More Malbec at Cru Classé-like Fabre Montmayou including a tasty new Malbec Reserva 07. At well below ten quid, it's extraordinary value. The barrel cellar wouldn’t look out of place in the Médoc ...
From blue sky, sunny, dry Argentina and over the Andes to cold, drizzly misty Chile. More like Bordeaux.
We will take our first ever Tarapaca rosé this year – it’s a beautiful Cabernet Syrah. Also at Tarapaca was Vicki’s top new red find from this trip – a Reserva Syrah 07, tasting more like a great Crozes Hermitage.
Down to Luis Felipe Edwards in the Colchagua Valley for our crash in the vineyards at 2000 feet. It had been raining but Luis was determined to take us to see his pride and joy vineyards in the sky. They are extremely impressive and we tasted the very first crop which were full of bright, vivid fruit and incredibly concentrated with huge colour.

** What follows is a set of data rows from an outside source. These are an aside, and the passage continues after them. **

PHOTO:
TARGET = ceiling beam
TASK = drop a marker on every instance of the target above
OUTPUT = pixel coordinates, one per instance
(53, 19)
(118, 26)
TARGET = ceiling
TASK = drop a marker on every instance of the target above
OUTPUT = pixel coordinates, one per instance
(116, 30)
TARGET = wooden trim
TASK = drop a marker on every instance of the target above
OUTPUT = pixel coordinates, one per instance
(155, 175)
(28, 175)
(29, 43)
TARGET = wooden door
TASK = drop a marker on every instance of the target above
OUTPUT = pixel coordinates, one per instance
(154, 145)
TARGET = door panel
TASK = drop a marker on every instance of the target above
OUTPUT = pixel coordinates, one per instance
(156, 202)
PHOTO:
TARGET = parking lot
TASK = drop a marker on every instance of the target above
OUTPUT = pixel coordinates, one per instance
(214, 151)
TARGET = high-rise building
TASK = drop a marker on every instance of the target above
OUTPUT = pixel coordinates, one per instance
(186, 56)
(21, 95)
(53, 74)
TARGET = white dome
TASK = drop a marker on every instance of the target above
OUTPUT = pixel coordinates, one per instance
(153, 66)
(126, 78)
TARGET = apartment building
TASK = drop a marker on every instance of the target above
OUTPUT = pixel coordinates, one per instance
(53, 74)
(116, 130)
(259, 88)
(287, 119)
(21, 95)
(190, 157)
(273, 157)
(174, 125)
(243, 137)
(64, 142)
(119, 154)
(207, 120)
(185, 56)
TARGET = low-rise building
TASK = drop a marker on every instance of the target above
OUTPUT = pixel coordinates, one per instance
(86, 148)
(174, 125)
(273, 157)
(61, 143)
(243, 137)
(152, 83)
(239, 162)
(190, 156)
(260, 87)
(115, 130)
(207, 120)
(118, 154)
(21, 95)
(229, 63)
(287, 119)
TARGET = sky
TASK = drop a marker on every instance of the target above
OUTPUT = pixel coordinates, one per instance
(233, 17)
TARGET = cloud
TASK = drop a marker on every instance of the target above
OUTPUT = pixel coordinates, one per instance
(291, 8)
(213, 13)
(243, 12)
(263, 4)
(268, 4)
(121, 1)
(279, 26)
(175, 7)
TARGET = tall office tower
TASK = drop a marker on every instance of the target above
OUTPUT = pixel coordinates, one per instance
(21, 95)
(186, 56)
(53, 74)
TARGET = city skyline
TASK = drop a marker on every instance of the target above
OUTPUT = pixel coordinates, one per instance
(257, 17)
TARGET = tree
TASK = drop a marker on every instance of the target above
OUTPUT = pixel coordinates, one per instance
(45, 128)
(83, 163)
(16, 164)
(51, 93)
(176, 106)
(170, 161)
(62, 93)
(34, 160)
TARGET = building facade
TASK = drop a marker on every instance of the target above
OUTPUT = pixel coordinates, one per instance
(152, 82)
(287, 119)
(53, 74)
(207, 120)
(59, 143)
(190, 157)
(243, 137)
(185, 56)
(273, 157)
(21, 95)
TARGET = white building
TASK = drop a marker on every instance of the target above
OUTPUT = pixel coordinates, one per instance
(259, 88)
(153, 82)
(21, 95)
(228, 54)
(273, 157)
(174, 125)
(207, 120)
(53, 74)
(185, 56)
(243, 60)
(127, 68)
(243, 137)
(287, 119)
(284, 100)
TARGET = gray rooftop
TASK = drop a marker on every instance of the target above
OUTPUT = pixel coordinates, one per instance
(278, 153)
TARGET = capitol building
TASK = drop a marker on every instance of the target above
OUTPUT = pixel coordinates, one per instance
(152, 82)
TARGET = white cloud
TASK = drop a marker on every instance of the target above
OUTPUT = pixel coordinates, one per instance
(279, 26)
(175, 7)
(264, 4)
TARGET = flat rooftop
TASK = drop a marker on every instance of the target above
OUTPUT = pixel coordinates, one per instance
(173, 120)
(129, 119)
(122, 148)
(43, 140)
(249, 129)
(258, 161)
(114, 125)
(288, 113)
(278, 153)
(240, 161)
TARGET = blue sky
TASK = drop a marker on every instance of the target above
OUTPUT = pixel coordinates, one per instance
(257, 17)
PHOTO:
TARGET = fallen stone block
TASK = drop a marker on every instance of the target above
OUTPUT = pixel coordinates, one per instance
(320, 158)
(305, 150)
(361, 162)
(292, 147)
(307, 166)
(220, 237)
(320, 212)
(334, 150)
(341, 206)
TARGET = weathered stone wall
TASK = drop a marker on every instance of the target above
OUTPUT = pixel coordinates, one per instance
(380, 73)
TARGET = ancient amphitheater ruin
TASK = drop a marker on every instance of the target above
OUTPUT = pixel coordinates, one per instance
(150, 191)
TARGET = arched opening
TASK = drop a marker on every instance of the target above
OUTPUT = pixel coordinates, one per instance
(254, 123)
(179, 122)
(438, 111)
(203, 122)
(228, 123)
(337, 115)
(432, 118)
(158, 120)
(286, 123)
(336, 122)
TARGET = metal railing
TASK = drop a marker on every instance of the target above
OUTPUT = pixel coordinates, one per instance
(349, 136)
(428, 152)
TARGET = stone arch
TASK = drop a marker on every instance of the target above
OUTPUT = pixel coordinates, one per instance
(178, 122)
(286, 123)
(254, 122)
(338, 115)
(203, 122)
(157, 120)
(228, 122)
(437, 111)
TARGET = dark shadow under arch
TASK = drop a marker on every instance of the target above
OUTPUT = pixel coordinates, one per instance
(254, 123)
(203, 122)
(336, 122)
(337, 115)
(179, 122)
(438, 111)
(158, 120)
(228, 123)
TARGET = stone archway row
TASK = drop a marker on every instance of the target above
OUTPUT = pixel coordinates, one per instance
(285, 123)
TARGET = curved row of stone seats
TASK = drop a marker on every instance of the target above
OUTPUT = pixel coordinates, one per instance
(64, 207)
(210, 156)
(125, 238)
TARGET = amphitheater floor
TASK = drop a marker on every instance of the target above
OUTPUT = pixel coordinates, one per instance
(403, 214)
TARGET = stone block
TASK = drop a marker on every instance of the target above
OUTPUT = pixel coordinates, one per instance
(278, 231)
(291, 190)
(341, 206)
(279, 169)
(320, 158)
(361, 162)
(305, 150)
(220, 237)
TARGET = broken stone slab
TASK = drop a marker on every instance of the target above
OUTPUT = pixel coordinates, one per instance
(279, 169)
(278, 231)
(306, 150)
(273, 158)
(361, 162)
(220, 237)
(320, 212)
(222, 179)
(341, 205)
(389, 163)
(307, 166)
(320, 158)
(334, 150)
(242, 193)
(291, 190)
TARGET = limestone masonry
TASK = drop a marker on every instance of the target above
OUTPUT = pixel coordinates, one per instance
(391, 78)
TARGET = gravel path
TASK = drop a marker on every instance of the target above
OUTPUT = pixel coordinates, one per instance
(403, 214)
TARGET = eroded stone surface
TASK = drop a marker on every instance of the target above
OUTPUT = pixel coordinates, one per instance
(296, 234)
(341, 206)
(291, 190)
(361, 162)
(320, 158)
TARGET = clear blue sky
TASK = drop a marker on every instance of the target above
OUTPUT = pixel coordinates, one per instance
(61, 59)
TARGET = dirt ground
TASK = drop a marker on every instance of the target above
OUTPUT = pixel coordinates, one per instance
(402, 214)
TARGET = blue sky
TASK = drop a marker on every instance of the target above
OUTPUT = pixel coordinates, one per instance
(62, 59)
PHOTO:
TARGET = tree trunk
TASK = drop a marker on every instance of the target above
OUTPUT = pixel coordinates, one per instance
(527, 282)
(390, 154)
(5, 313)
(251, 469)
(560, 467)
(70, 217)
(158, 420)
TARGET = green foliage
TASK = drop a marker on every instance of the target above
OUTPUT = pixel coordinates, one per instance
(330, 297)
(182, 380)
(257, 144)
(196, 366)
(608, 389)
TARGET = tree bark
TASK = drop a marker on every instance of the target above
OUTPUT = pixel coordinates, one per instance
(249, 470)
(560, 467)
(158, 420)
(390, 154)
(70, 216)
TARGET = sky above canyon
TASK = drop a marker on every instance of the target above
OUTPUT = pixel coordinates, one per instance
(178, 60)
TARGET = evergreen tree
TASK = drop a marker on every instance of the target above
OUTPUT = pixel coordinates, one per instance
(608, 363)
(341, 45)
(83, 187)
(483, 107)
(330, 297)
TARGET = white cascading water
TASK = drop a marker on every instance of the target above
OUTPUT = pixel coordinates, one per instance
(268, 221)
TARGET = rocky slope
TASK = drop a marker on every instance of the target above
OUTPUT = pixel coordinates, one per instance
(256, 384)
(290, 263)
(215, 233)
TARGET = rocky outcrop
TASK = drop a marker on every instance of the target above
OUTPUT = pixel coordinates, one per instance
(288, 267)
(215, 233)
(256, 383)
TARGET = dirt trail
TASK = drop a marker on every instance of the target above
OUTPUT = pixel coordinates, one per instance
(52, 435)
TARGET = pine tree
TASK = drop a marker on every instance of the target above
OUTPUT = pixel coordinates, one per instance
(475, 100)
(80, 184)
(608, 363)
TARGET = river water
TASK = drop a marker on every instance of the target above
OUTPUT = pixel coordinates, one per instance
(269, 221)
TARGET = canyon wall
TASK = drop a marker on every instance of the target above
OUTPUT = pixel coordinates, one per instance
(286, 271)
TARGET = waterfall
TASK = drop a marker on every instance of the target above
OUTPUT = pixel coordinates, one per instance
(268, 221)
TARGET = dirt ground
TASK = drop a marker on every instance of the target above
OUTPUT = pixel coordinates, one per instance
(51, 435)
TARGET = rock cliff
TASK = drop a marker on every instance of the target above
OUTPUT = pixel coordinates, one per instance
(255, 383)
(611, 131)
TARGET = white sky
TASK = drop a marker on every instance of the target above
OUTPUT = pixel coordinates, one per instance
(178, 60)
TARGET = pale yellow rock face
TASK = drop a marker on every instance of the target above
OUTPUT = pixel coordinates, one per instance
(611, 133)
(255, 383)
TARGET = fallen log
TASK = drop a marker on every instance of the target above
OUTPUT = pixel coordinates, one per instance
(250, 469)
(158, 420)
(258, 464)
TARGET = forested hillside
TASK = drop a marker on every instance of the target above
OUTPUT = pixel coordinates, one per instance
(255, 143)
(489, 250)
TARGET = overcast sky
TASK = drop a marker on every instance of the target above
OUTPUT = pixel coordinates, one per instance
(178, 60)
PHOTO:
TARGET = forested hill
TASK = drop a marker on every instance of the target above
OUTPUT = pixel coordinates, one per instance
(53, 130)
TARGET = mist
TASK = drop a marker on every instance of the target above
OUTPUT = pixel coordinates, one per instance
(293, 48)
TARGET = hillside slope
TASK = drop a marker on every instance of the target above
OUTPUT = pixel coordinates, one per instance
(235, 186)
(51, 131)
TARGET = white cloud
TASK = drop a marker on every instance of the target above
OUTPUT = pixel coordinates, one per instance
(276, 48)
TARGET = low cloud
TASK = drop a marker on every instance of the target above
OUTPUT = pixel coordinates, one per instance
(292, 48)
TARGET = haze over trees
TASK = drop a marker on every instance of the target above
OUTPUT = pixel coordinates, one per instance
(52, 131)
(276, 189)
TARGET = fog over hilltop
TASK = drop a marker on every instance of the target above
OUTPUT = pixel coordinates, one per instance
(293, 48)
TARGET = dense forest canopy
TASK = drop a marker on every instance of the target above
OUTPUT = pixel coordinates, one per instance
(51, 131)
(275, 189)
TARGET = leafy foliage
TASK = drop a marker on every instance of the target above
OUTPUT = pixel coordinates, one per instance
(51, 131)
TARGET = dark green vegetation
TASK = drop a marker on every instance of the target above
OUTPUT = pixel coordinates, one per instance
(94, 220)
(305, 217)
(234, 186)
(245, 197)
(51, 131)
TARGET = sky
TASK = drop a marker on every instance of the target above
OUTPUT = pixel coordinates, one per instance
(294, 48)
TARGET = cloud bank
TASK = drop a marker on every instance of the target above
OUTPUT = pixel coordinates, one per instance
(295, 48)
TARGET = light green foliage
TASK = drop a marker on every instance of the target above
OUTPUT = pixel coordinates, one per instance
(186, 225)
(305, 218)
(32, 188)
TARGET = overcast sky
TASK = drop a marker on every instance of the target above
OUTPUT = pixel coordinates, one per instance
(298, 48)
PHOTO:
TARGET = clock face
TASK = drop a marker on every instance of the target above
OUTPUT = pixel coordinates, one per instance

On the way down however Luis was struggling for control of his 4x4 down a steep slope and we crashed into some vine posts denting the rear wing. His 6 year old son sat in the back, wide eyed throughout this adventure.
Final highlight was at Cono Sur where Vicki has sourced her new Loose Goose Chardonnay. Inspired by a goose called Marco who is one of a small flock which the winery lets roam the vineyards to keep it bug free.
Its an exciting Chardonnay – no oak but bags of flavour in the fresh modern style and very pure. Vicki’s top new white find was also at Cono Sur – a parcel of Casablanca Sauvignon Blanc 08 which includes fruit from winemaker Adolfo Hurtado’s family vineyards.
We have already achieved a great deal with these two countries and are way ahead of the market for range and sales. Argentina is now 5% of our mix and Chile 10%. This compares with 1.5% and 8% for the rest of the market. A fantastic result. Its not going to be so easy with the price increases (especially Argentina) but there are some strong new wines coming over very soon to keep customers excited.